# Being Sold?



## jenni1912 (Jun 27, 2008)

What do you think of these schools that advertise in magazines, they seem to be like Phoenix Online or something - are they reputable? How do you know?


----------



## ras1187 (Oct 3, 2006)

A nice hunk of your 40k tuition goes to marketing & advertising for schools.

Its a hard call to say advertising makes for a better school. Some of the best kept secrets are the smaller non-advertised ones. If anything, advertising makes for a more expensive school, but not necessarily a better one.

Take the time to visit the schools you are interested in and check it out. No ad can beat a personal visit.


----------



## quinn01 (Apr 22, 2006)

It really depends I mean I always see comericals on tv for LCB and FCI but you never see CIA or JW on tv. Search around it all depends on what your looking to get out of school. 

I could be wrong but i hear that JW is kind of a party school, LCB and FCI are certificate schools not a degree and CIA is what it has always been, I know you hear alot of trash about it but its all trash above the chefs, the chefs are the ones your learning and talking to and they are all very very interesting, willing to let you pick their brains 24 7 and are all respectful (as long as you respect them........haha) 

Another thing you need to consider is price your willing to pay.........

Best of luck!


----------



## ras1187 (Oct 3, 2006)

Most (if not all) of the LCB North America schools offer at least an AA, some have a BA program, so not just certificates


----------



## quinn01 (Apr 22, 2006)

I was told LCB didnt have a degree problem.
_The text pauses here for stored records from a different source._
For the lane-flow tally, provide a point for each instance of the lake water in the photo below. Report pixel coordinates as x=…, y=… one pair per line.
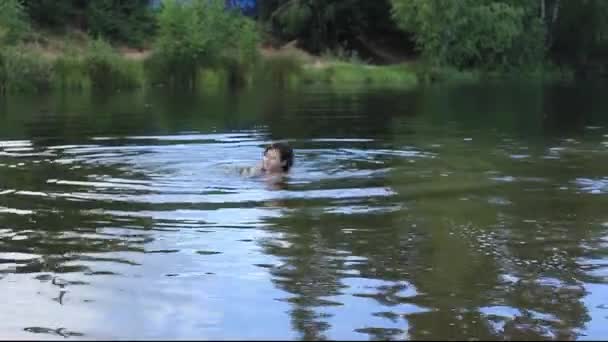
x=448, y=212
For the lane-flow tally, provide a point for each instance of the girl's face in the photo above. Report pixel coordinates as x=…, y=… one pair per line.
x=272, y=161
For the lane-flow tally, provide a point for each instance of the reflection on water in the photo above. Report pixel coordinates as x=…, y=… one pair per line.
x=450, y=213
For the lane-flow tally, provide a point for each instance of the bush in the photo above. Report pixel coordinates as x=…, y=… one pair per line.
x=473, y=33
x=198, y=34
x=13, y=21
x=108, y=70
x=23, y=71
x=125, y=21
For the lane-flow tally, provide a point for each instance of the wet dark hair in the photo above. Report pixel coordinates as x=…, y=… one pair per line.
x=286, y=153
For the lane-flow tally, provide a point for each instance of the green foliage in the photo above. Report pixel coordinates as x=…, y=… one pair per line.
x=13, y=21
x=108, y=70
x=23, y=71
x=198, y=34
x=126, y=21
x=70, y=72
x=57, y=14
x=470, y=33
x=280, y=69
x=321, y=25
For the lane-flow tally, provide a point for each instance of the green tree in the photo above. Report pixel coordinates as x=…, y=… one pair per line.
x=202, y=33
x=470, y=33
x=13, y=21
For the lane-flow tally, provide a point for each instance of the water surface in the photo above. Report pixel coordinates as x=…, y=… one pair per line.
x=450, y=212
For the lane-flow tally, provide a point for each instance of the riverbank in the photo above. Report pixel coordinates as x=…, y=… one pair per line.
x=75, y=61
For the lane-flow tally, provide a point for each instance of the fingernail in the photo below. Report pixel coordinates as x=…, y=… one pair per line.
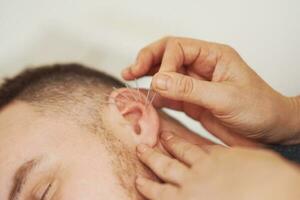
x=167, y=135
x=162, y=81
x=134, y=67
x=125, y=71
x=142, y=148
x=140, y=180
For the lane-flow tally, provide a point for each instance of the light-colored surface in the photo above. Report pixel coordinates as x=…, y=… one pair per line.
x=108, y=33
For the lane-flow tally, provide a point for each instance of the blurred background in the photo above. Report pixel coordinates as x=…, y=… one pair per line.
x=108, y=34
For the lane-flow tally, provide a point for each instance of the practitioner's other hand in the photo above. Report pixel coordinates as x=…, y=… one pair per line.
x=215, y=172
x=211, y=83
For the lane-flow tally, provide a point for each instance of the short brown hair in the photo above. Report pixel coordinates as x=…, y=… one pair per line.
x=52, y=82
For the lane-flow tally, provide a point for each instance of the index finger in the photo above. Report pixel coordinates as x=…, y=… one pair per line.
x=148, y=57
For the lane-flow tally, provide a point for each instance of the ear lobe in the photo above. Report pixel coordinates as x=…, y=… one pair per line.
x=142, y=117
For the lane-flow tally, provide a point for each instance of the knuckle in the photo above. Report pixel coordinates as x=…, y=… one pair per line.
x=144, y=50
x=185, y=151
x=169, y=165
x=167, y=37
x=185, y=86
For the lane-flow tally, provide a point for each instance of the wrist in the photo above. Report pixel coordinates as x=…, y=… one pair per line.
x=293, y=120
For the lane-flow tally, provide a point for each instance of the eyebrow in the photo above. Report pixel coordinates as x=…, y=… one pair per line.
x=20, y=178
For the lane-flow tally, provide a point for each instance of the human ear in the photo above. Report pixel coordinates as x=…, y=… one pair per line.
x=135, y=108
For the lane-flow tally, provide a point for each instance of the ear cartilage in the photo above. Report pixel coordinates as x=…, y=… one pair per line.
x=138, y=89
x=147, y=97
x=129, y=88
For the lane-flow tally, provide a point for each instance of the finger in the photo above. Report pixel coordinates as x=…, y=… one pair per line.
x=210, y=95
x=200, y=56
x=181, y=149
x=168, y=169
x=149, y=57
x=156, y=191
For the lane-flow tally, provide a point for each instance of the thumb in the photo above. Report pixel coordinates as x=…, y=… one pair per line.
x=209, y=95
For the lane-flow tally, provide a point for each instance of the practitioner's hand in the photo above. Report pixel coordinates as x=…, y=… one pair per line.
x=211, y=83
x=216, y=172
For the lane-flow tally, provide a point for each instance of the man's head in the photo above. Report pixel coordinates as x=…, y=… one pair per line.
x=70, y=132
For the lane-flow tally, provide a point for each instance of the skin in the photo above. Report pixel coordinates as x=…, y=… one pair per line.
x=215, y=172
x=75, y=160
x=211, y=83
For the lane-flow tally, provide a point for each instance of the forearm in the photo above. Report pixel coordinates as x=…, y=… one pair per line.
x=294, y=120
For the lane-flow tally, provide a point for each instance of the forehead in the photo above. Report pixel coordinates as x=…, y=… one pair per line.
x=26, y=134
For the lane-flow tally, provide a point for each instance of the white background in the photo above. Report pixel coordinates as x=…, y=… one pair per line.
x=108, y=34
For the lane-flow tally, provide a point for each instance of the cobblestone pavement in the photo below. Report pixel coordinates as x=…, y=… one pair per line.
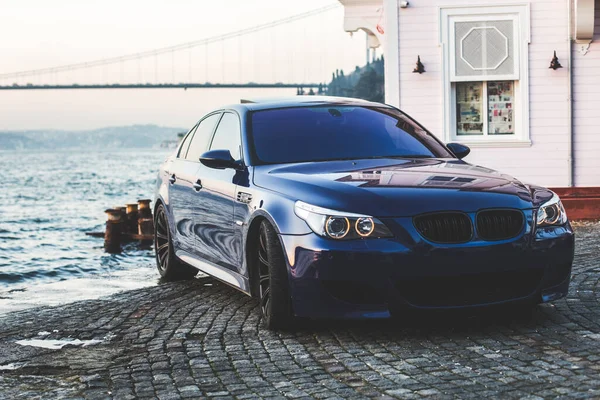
x=202, y=339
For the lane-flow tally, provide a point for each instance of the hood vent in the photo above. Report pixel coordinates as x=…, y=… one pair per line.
x=446, y=227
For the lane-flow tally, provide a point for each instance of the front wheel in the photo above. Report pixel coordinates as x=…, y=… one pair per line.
x=169, y=266
x=273, y=286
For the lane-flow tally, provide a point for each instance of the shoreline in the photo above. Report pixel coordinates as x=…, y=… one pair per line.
x=203, y=339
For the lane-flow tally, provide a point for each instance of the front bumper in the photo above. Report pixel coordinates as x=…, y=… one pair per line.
x=372, y=278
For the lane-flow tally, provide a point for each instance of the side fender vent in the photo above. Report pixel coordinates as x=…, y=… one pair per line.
x=244, y=197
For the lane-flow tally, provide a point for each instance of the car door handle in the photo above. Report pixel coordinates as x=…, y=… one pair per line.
x=198, y=185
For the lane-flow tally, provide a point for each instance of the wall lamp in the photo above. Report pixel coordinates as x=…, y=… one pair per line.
x=554, y=63
x=420, y=68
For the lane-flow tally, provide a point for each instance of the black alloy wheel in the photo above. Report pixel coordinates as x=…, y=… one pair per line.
x=169, y=266
x=273, y=286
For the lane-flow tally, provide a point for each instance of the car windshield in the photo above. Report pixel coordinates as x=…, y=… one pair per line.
x=331, y=132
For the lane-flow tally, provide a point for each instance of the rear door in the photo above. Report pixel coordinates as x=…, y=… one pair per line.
x=214, y=220
x=183, y=177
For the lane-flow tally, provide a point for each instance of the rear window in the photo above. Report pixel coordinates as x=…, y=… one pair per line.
x=323, y=133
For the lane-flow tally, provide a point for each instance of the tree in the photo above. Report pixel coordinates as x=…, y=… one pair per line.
x=370, y=86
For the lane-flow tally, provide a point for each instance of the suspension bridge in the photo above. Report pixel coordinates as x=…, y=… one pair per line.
x=261, y=56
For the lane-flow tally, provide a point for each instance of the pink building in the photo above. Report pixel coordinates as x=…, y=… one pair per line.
x=487, y=81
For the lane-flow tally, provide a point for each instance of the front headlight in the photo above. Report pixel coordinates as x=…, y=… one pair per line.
x=552, y=212
x=340, y=225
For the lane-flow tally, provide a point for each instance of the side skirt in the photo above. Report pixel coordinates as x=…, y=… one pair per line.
x=226, y=276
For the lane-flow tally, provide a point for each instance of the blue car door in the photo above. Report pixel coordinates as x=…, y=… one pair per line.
x=214, y=224
x=189, y=183
x=179, y=175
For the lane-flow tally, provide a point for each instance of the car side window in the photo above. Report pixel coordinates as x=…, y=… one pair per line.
x=186, y=143
x=227, y=136
x=201, y=137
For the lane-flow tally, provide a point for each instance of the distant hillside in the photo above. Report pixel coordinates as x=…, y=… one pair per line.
x=135, y=136
x=363, y=83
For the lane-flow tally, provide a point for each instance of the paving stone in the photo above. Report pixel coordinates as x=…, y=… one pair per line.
x=187, y=340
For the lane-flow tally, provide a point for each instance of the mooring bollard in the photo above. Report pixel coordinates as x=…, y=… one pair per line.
x=132, y=218
x=114, y=229
x=145, y=222
x=144, y=208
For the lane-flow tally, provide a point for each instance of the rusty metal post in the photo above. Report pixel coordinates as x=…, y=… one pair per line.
x=132, y=217
x=144, y=208
x=114, y=229
x=145, y=222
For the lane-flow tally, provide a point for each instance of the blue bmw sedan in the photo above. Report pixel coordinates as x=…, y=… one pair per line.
x=342, y=208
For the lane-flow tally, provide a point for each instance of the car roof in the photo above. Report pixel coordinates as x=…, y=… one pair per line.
x=300, y=101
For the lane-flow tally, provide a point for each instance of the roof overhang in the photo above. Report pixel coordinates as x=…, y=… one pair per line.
x=364, y=15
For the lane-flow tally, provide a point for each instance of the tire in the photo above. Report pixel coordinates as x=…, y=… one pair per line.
x=273, y=285
x=169, y=266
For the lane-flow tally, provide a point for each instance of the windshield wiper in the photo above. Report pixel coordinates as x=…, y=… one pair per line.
x=403, y=156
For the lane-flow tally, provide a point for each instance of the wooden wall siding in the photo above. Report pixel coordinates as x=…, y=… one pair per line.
x=586, y=110
x=546, y=161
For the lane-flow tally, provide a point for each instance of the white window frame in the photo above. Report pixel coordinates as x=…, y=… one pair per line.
x=520, y=12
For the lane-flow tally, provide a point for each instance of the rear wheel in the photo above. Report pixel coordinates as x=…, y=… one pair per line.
x=169, y=266
x=273, y=286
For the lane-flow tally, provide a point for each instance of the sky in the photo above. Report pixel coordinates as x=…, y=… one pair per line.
x=40, y=33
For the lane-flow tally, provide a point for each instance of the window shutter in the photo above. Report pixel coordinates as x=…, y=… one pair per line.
x=484, y=50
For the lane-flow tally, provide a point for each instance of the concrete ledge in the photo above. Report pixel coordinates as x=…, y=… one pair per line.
x=580, y=202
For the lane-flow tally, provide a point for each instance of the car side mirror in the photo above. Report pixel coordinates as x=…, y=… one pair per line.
x=459, y=150
x=219, y=159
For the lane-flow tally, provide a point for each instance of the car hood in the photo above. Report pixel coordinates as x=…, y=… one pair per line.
x=395, y=188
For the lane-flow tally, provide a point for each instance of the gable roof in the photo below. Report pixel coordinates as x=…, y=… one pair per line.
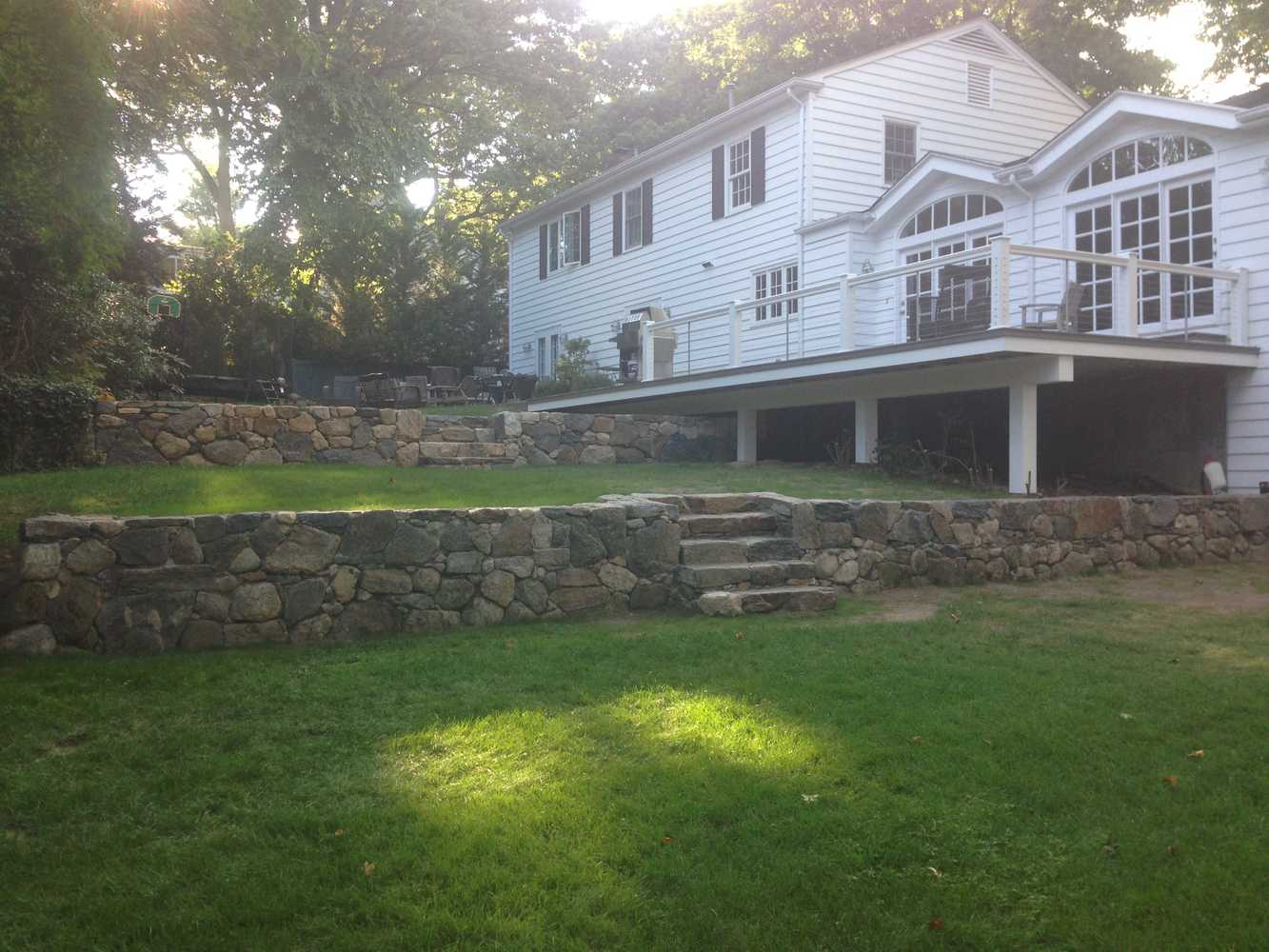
x=978, y=33
x=633, y=167
x=975, y=32
x=1122, y=103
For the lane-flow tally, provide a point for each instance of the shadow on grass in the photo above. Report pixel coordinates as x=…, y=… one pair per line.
x=644, y=783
I was misinformed. 

Many of the schools in the city are not degree program schools. 


Depending on what you want to do later on is how you look at the school or degree program or price you want.


----------



## ras1187 (Oct 3, 2006)

Well from what I understand, the LCB NA schools, which are the ones that offer degrees, do not have much of a relationship to the rest of the LCB International schools (which I do believe are certificate based) other then the borrowed name/logo.


----------